Qualcomm unequivocally rejects Broadcom's advances
About a week ago, Broadcom presented a proposal that would see it buy Qualcomm shares at a stunning price of US$70 per share, to make for a whopping US$130 billion deal in total. Today, the Qualcomm Board of Directors has unanimously rejected the unsolicited proposal.
A press release published on the company's official website a few hours ago established the stances of various company executives on the matter.
Paul Jacobs, Executive Chairman and Chairman of the Board of Qualcomm Incorporated:
"It is the Board’s unanimous belief that Broadcom’s proposal significantly undervalues Qualcomm relative to the Company’s leadership position in mobile technology and our future growth prospects.”

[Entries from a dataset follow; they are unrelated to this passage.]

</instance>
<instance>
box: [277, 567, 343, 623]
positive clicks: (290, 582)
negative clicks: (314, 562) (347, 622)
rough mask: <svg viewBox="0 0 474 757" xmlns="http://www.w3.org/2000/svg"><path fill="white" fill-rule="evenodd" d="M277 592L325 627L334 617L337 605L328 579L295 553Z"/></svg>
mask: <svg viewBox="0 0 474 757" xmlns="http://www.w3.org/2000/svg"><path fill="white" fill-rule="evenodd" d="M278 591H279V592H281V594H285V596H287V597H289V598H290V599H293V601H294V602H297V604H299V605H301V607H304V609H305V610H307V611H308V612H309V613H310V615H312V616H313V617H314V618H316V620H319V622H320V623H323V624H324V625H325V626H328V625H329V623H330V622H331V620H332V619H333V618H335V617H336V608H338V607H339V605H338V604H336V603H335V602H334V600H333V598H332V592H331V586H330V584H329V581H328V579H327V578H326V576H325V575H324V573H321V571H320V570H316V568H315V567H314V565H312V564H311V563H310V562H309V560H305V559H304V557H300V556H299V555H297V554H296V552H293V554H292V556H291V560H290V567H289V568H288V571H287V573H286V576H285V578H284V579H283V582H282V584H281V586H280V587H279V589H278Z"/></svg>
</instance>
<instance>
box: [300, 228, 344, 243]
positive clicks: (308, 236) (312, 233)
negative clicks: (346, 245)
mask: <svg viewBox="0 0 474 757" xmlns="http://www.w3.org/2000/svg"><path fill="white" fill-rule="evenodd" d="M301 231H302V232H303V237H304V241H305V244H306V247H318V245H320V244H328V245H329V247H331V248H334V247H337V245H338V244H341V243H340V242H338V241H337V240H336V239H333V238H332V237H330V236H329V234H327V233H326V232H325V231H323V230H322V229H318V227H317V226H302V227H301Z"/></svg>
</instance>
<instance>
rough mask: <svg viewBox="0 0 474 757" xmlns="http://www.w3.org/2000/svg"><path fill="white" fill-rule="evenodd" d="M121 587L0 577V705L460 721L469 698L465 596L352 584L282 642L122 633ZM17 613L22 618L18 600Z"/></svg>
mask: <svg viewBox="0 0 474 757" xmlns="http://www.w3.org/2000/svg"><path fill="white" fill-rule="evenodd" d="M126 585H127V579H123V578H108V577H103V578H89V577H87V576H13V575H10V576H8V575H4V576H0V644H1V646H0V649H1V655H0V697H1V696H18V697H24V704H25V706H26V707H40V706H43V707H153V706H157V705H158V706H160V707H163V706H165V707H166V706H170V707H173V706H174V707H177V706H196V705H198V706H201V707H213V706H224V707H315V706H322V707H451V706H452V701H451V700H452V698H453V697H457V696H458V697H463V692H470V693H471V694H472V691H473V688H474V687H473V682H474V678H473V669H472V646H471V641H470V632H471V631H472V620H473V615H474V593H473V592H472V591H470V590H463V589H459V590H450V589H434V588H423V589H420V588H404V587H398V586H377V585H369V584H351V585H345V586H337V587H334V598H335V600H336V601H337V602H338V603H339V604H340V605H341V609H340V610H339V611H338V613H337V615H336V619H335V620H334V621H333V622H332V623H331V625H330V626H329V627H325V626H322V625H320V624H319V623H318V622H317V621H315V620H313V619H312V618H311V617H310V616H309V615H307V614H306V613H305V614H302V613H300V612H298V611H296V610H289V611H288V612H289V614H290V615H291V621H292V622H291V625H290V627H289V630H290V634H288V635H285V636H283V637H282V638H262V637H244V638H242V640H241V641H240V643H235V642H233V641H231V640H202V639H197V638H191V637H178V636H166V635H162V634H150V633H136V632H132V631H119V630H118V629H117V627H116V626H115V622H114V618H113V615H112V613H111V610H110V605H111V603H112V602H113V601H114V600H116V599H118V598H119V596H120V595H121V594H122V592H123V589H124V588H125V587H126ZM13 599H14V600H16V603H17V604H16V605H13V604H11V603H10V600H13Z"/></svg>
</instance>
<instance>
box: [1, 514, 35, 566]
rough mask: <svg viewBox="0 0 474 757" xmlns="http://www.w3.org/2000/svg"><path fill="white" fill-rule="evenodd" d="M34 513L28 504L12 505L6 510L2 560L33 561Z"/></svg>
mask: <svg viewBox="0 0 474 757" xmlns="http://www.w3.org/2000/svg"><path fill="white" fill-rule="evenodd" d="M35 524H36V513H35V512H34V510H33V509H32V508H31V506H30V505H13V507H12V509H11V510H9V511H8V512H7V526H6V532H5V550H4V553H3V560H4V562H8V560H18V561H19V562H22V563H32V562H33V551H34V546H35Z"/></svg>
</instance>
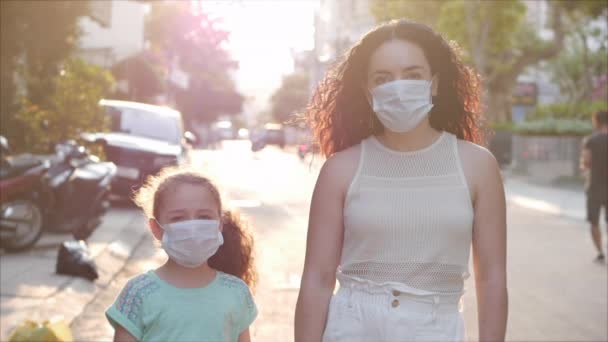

Steve Mollenkopf, CEO of Qualcomm Incorporated:
“No company is better positioned in mobile, IoT, automotive, edge computing and networking within the semiconductor industry. We are confident in our ability to create significant additional value for our stockholders as we continue our growth in these attractive segments and lead the transition to 5G.”
Tom Horton, Presiding Director of Qualcomm Incorporated:
“The Board and Management are singularly focused on driving value for Qualcomm’s shareholders. After a comprehensive review, conducted in consultation with our financial and legal advisors, the Board has concluded that Broadcom’s proposal dramatically undervalues Qualcomm and comes with significant regulatory uncertainty. We are highly confident that the strategy Steve and his team are executing on provides far superior value to Qualcomm shareholders than the proposed offer.”
Qualcomm has been involved in a lengthy lawsuit with Apple, and there was speculation that a potential takeover by Broadcom would see a conclusion to it but that doesn't look likely at the moment. Considering Qualcomm's importance to the Android ecosystem, we expect this decision is one that puts smiles on the faces of fans, as a deal between both parties could potentially disrupt the OS's growth for the worse.